What to do in the garden in July

Late spring/early summer is the best time to see gardens blooming!
Image source: Anastasiya Barbosova

It’s the beginning of summer, the sun is at its highest and your garden is fit to burst with produce. Check out Van Meuwen’s top jobs for July!

Plants and Flowers

It’s time to divide your Bearded Iris!
Image source: V.Borisov
  • Prune your Wisteria by cutting all the whippy side-shoots back to five leaves from the main stem.
  • If your hanging baskets and container displays are looking tatty, give them a trim. Fertilise them to give them a boost and they will flower again within a few weeks.
  • Continue to dead-head your perennial plants, bedding plants and roses to help keep summer displays looking fresh and encourage more flowers.
  • Strawberry plants will send out runners at this time of year. If you’d like more strawberry plants simply peg them down and allow them to root, otherwise dispose of them before they make a tangled mess!
  • Continue to train and tie in the new soft shoots on climbing plants such as Clematis and climbing roses.
  • Divide your Bearded Iris now to allow them time to establish before winter.
  • If you have any gaps in your borders think about ordering perennials plants online ready for planting in the autumn.

Fruit and Veg

Trimming your herbs in July will make a fresh harvest in autumn possible.
Image source: ktkusmtku
  • Feed your fruit and vegetable plants regularly, especially those in containers, to ensure good cropping. July is also the time to start planting winter vegetables to allow them time to grow before the cold weather arrives.
  • Harvest your garlic and onions as soon as the leaves start to yellow and die back. If the weather is sunny then bulbs can be left on the soil surface to dry, otherwise space them out in trays and leave to dry in a cool and airy place.
  • Trim your herbs and freeze them in ice cube trays or dry them in an airing cupboard for use later in the year. Trimming herbs now will encourage a fresh flush of growth which can be harvested again in early autumn.

Trees, Shrubs and Grasses

Make sure your apricot tree has been pruned.
Image source: Copernicus Stock
  • Prune your apricot, cherry trees and plum trees; pruning now will avoid infection with silver leaf disease. It’s also a good idea to thin out the fruit on your fruit trees to allow for better air circulation and good sized crops.

Garden Maintenance

Summer in the greenhouse can get too hot, so improve ventilation this July.
Image source: sirtravelalot
  • Now is your last chance to feed your lawn with a high-nitrogen fertiliser to promote lush green growth. Feeding your lawn after this time will encourage too much new growth which won’t harden off in time for the winter.
  • Make sure you open the vents and doors of your greenhouse daily to improve ventilation. It also helps to damp down your greenhouse in hot weather by spraying water on the floor. The increased humidity deters red spider mites.

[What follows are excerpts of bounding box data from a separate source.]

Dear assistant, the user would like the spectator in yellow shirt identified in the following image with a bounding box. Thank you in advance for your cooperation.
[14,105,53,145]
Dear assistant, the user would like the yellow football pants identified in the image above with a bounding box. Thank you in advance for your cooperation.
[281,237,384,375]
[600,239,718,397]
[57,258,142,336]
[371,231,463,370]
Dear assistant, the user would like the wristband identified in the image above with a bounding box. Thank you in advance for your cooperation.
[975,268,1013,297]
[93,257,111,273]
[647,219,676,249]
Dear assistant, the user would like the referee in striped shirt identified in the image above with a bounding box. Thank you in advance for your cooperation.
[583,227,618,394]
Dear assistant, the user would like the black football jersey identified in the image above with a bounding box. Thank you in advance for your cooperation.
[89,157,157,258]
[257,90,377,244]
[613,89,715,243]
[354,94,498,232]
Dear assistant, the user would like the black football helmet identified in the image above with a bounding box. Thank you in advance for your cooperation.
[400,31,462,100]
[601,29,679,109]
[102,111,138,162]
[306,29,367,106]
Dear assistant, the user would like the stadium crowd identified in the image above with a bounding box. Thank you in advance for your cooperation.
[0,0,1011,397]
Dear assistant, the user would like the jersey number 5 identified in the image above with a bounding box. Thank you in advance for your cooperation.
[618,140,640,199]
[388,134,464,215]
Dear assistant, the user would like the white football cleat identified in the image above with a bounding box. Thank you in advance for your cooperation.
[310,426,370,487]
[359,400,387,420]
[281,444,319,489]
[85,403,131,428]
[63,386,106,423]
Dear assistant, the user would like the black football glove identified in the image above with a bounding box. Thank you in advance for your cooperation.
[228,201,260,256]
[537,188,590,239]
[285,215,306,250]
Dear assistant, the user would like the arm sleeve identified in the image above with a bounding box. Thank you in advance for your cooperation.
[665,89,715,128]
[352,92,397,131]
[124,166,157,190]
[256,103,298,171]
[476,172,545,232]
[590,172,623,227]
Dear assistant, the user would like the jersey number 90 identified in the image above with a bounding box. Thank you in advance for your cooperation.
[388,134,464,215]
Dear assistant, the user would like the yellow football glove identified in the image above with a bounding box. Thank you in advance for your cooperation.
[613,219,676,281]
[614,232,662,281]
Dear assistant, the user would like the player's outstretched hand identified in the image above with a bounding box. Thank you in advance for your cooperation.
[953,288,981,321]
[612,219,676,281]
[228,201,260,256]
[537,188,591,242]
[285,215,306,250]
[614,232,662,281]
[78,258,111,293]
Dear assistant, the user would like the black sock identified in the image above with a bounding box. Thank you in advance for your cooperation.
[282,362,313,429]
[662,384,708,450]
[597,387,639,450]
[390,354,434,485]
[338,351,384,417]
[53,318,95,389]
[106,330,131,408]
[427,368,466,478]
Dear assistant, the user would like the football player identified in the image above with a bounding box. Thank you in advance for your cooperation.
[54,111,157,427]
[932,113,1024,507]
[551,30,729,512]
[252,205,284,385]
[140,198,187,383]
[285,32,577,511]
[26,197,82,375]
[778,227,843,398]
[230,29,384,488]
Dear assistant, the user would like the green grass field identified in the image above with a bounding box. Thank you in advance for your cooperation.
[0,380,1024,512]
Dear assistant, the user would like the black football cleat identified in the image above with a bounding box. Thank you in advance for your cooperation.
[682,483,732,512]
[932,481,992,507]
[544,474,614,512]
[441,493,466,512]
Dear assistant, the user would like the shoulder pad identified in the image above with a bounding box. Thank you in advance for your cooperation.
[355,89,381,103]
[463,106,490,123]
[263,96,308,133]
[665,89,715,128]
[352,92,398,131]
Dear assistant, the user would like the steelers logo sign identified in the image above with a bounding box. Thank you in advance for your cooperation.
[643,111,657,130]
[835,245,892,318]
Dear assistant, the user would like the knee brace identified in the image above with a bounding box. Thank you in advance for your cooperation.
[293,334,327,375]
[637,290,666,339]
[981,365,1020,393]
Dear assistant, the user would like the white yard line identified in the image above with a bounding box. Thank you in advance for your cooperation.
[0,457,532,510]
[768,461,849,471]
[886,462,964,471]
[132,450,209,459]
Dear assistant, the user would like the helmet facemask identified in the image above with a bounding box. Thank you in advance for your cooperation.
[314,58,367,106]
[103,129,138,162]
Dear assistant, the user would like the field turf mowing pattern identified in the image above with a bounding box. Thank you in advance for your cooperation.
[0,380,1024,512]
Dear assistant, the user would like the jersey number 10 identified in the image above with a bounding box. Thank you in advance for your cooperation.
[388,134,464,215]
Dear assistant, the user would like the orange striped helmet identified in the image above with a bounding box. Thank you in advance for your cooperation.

What’s your top priority for July? Let us know in the comments below, or share them with us over on our Facebook page.

Van Meuwen

Author: Van Meuwen

Horticultural mail order specialists. Working hard to bring you the best quality well-established plants as well as exciting new varieties.

10 thoughts on “What to do in the garden in July”

    1. Hi Patricia,

      Yes, runner bean crops have not been as “fleshy” this year due to the long dry spell. They have also gone to seed much quicker than normal too, and early ripening makes the beans tougher.

  1. How did your garden do at the Chelsea Flower Show and did you build another one at Tatton please. I hope you did well.
    Kind Regards,

    1. Hi Marian,

      Thank you for your interest. We haven’t had gardens at these shows, but you can keep an eye on what we are up to by following our upcoming blog posts.

  2. Thank you for the tips on growing rhubarb, I have never had a go yet we love the forced early in the year.
    I have a spare Compost bin at the moment, would that be okay to grow the rhubarb in, it is quite large.

    Thank you.

    1. Hi Marian,

      We think a compost bin would be fine, although may turn out to be a little wide. It’s definitely worth a try though, let us know the results!

  3. I have a question, my petunia flowers are been eaten but I can’t see an slugs , caterpillars and the leaves are all in tacked .
    Have you any suggestions.
    Janice Mayne

  4. I have bought a polypolythene greenhouse. But as later in the year not sure what to put in ?
    Does it matter if not heated ?
    Thanks Patricia

    1. Hi there. Polythene greenhouses aren’t really suitable for overwintering tender plants as you can’t keep them frost-free. However, they can be handy for storing hardy plants and containers of bulbs which don’t like to be too wet in winter. By keeping the wet weather off of them, this can help their survival rate and prevent them from rotting. You can also use it to overwinter young hardy shrubs and perennials which aren’t quite big enough to be planted out in the garden yet. Basically, use it as you would use any cold frame.